The new Girl With the Dragon Tattoo novel will be written in the hardboiled style of Raymond Chandler, according to its Swedish author David Lagercrantz.
Lagercrantz published his official follow-up to the late Stieg Larsson’s Millennium novels, The Girl in the Spider’s Web, last summer. Continuing the adventures of hacker Lisbeth Salander and journalist Mikael Blomkvist, made famous in Larsson’s three hit novels The Girl With the Dragon Tattoo, The Girl Who Played With Fire and The Girl Who Kicked the Hornet’s Nest, the fourth book in the series was authorised by Larsson’s father and brother, who run his estate. His long-term partner Eva Gabrielsson, however, made clear her opposition to the extension of the series. Larsson had intended to write 10 books, before he died in 2004.

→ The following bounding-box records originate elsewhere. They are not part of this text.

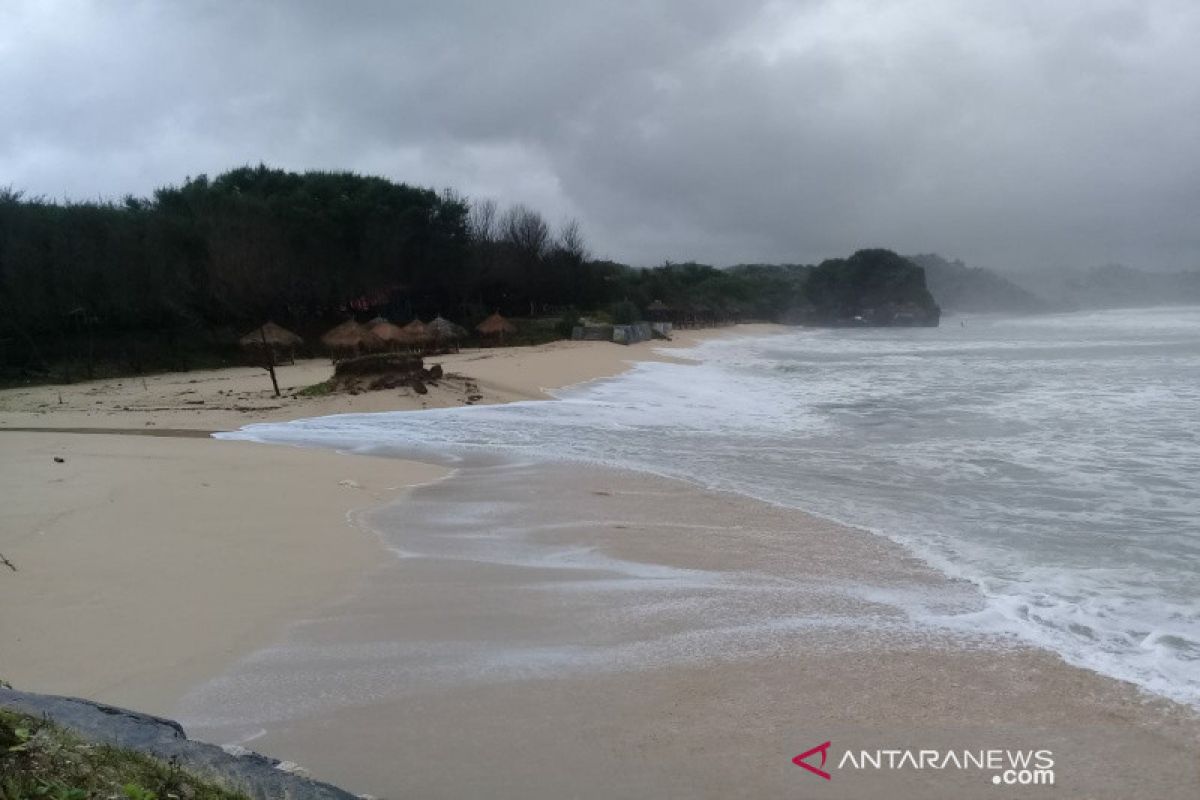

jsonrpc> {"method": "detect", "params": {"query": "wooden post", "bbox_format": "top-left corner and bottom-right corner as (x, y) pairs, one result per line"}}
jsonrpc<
(258, 325), (280, 397)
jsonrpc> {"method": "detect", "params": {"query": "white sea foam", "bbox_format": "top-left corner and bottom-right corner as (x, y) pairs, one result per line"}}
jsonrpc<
(220, 308), (1200, 705)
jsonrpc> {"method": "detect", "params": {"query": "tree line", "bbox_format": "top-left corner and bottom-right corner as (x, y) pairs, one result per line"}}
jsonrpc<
(0, 166), (931, 380)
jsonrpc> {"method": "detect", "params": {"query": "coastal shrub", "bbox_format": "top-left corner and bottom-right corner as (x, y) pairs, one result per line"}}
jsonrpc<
(554, 309), (581, 339)
(0, 709), (246, 800)
(608, 300), (642, 325)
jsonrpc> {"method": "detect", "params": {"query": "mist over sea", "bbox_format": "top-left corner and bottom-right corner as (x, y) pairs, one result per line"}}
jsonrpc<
(232, 307), (1200, 705)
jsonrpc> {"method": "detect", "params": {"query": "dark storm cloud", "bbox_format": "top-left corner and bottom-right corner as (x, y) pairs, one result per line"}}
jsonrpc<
(0, 0), (1200, 266)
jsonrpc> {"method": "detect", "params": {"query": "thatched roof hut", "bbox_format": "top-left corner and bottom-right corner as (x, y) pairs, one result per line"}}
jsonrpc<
(425, 315), (467, 351)
(646, 300), (674, 323)
(320, 319), (384, 356)
(238, 321), (304, 363)
(367, 317), (412, 349)
(475, 312), (517, 339)
(238, 323), (304, 347)
(425, 317), (467, 341)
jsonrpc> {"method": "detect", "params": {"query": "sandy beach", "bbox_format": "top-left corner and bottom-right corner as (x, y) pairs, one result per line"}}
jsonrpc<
(0, 326), (764, 714)
(0, 326), (1200, 798)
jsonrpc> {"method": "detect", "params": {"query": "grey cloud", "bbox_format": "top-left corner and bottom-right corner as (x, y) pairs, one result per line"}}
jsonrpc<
(0, 0), (1200, 267)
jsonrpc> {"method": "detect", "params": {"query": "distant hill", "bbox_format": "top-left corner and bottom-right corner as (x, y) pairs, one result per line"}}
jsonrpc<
(998, 264), (1200, 309)
(792, 249), (942, 327)
(906, 253), (1048, 313)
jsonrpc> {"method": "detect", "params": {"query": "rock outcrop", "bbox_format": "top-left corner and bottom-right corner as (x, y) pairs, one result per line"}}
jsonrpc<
(791, 249), (942, 327)
(0, 686), (358, 800)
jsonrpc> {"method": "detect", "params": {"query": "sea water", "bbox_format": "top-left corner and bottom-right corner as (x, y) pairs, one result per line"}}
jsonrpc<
(227, 307), (1200, 705)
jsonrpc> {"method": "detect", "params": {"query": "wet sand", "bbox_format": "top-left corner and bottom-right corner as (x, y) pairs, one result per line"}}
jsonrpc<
(180, 463), (1200, 798)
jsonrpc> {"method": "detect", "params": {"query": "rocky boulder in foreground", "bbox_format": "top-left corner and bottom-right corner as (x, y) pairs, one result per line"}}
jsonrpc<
(0, 686), (358, 800)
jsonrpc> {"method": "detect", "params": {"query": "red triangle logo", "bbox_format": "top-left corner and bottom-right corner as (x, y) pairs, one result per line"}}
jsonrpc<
(792, 741), (832, 781)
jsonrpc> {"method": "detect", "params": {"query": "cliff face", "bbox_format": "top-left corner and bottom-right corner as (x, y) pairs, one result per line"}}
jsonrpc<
(793, 249), (942, 327)
(905, 253), (1046, 313)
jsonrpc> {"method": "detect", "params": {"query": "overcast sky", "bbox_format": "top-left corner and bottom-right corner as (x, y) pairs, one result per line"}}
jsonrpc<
(0, 0), (1200, 267)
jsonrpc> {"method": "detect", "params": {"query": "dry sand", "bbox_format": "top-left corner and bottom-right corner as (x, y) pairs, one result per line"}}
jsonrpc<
(0, 326), (769, 714)
(180, 464), (1200, 800)
(0, 321), (1200, 799)
(0, 325), (753, 432)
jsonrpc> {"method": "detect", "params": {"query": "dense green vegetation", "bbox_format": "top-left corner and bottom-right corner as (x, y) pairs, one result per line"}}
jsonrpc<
(0, 166), (928, 381)
(906, 253), (1048, 313)
(0, 709), (245, 800)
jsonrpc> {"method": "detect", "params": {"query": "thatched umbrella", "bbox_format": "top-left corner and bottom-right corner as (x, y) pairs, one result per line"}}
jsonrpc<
(238, 323), (304, 363)
(475, 312), (517, 342)
(425, 314), (467, 350)
(367, 317), (410, 350)
(320, 319), (384, 357)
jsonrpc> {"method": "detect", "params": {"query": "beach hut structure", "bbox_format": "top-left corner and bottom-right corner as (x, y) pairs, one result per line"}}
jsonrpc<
(425, 314), (467, 353)
(367, 317), (409, 350)
(320, 319), (384, 360)
(646, 300), (672, 323)
(238, 321), (304, 363)
(475, 312), (517, 342)
(400, 319), (433, 353)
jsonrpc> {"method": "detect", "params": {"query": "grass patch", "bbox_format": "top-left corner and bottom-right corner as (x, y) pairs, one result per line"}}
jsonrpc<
(0, 709), (246, 800)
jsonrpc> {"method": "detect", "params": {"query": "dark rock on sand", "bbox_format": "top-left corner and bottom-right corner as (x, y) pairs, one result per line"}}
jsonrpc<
(0, 686), (358, 800)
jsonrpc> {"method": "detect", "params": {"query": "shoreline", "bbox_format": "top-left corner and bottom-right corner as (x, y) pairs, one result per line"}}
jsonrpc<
(181, 462), (1200, 798)
(0, 326), (775, 715)
(0, 327), (1200, 798)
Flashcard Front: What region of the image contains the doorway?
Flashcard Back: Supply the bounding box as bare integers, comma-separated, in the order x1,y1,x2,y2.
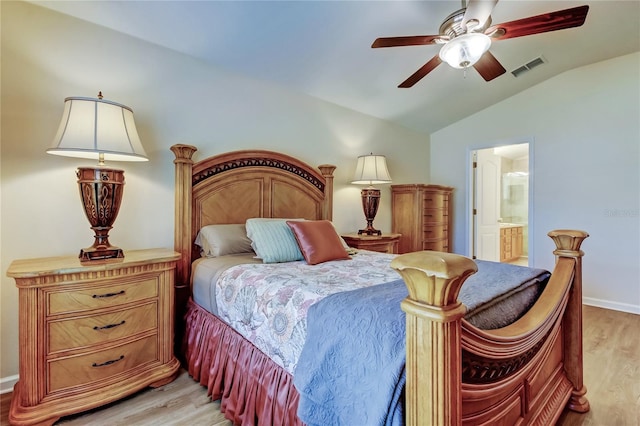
470,142,532,266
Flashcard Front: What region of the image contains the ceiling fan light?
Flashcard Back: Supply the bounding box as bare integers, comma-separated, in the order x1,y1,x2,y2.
440,33,491,68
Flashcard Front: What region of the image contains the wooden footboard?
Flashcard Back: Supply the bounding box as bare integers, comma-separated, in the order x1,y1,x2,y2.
391,230,589,425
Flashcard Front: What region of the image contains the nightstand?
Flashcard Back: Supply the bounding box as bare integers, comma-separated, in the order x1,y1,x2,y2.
342,234,401,253
7,249,180,425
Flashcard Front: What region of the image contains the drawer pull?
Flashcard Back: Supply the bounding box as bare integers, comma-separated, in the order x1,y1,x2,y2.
92,290,124,299
93,320,125,330
91,355,124,367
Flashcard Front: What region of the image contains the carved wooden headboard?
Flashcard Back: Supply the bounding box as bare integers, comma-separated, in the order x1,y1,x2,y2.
171,144,336,285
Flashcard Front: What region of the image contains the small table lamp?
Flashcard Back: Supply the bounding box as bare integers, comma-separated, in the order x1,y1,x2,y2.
351,153,391,235
47,92,148,261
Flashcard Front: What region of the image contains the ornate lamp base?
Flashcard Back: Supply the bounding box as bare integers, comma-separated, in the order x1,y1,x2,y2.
358,187,382,235
76,167,124,262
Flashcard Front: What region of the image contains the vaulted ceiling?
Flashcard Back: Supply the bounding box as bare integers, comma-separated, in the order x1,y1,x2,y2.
32,0,640,133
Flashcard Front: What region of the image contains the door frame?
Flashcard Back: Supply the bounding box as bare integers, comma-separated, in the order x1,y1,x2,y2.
465,136,536,266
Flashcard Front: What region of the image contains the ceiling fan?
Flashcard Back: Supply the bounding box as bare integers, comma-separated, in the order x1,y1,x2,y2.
371,0,589,88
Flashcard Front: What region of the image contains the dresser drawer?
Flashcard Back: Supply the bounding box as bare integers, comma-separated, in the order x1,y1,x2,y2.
422,239,449,252
422,225,448,240
48,301,158,353
47,277,158,315
422,209,447,225
422,193,448,209
47,334,158,392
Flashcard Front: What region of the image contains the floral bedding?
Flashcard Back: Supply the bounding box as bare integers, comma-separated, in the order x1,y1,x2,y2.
216,251,400,374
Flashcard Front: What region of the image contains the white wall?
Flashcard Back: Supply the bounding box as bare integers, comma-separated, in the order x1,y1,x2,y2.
431,53,640,313
0,1,429,388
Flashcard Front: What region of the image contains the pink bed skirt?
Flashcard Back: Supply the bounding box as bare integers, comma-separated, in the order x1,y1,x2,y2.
183,300,303,425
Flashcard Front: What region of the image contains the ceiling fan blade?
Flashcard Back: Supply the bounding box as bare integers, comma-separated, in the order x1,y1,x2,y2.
371,35,449,48
484,5,589,40
473,51,507,81
461,0,498,30
398,55,442,89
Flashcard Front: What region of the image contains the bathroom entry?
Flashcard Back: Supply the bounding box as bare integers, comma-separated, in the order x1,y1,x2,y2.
471,143,530,266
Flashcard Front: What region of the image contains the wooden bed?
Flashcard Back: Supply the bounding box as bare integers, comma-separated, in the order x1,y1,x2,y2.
171,145,589,425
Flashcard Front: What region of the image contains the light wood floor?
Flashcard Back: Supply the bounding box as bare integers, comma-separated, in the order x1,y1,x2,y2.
0,306,640,426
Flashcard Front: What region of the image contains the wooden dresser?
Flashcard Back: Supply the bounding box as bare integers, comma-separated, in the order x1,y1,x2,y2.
7,249,180,425
391,184,453,254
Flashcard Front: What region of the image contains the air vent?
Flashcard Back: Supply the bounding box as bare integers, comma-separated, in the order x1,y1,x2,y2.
511,56,546,77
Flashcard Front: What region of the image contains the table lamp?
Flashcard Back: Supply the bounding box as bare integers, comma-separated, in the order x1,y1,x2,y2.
351,153,391,235
47,92,148,262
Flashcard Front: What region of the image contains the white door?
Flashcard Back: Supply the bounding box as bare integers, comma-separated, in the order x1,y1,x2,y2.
475,148,501,262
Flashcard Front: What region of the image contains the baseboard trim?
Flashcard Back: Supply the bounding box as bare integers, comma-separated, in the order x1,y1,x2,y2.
0,374,18,394
582,297,640,315
0,297,640,394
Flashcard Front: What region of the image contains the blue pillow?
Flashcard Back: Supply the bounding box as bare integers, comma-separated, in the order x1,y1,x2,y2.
245,218,304,263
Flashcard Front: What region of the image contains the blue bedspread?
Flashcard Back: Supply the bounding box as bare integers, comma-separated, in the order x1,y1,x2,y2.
293,261,550,426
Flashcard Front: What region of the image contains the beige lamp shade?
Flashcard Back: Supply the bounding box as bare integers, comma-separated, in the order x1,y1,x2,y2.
47,95,148,161
351,154,391,185
351,154,391,235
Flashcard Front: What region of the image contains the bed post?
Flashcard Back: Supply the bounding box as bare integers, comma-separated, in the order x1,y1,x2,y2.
318,164,336,220
391,251,478,426
171,144,197,361
547,229,589,413
171,144,198,286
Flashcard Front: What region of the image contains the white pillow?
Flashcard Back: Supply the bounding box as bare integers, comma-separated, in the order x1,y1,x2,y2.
245,218,304,263
195,223,253,257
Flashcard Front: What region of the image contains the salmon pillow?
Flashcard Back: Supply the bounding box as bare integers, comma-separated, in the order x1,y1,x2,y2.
287,220,350,265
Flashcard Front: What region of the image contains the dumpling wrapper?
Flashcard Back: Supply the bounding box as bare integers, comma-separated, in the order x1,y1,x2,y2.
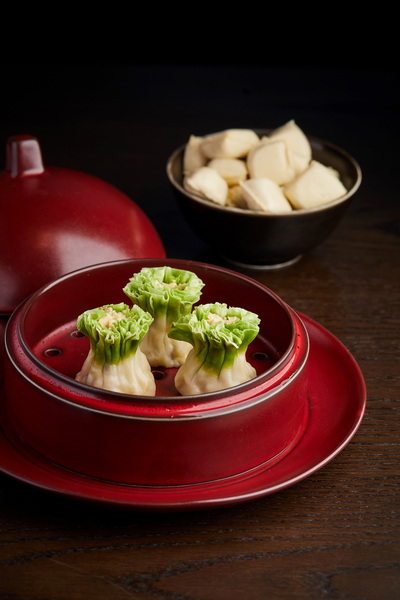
168,302,260,396
75,303,156,396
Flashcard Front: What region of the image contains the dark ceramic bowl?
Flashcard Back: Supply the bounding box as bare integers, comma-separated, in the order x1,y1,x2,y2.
1,259,309,486
167,130,361,268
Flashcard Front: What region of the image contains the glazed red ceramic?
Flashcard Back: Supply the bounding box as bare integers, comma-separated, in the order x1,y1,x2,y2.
166,134,362,269
0,135,165,314
1,259,309,487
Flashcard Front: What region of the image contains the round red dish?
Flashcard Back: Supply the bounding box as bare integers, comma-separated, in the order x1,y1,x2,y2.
0,315,366,511
3,259,309,487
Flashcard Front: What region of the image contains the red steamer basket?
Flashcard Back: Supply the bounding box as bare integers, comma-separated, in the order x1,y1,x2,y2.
2,258,309,486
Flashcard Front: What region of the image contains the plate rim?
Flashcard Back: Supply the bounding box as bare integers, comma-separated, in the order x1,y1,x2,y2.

Lagercrantz told Swedish newspaper Dagens Nyheter that he was writing a follow-up to The Girl in the Spider’s Web, which topped book charts around the world and has sold 3.5m copies to date. The fifth book will be published in 2017, said Lagercrantz, explaining that he would be writing it in the style of noir master Raymond Chandler.
In The Girl in the Spider’s Web, Lagercrantz said, he featured passages about popular science, as he did in his novel about the death of Alan Turing, Fall of Man in Wilmslow. “It won’t be like this in Millennium Five … Now I’m starting to write more like Raymond Chandler … And it is becoming a lighter, more hardboiled affair.”
Lagercrantz pointed out that Larsson himself changed his writing style in the Millennium trilogy, but admitted that turning his prose hardboiled had been challenging in the first 200 pages of the new novel.
“It’s much more difficult to write hardboiled than you might think,” he told Dagens Nyheter. “Good hardboiled prose needs a rhythm. You have to vary sentences, even if they’re short, and when the punchline comes, you have to be ready for it.”
A sixth book in the Millennium series is projected for publication in 2019.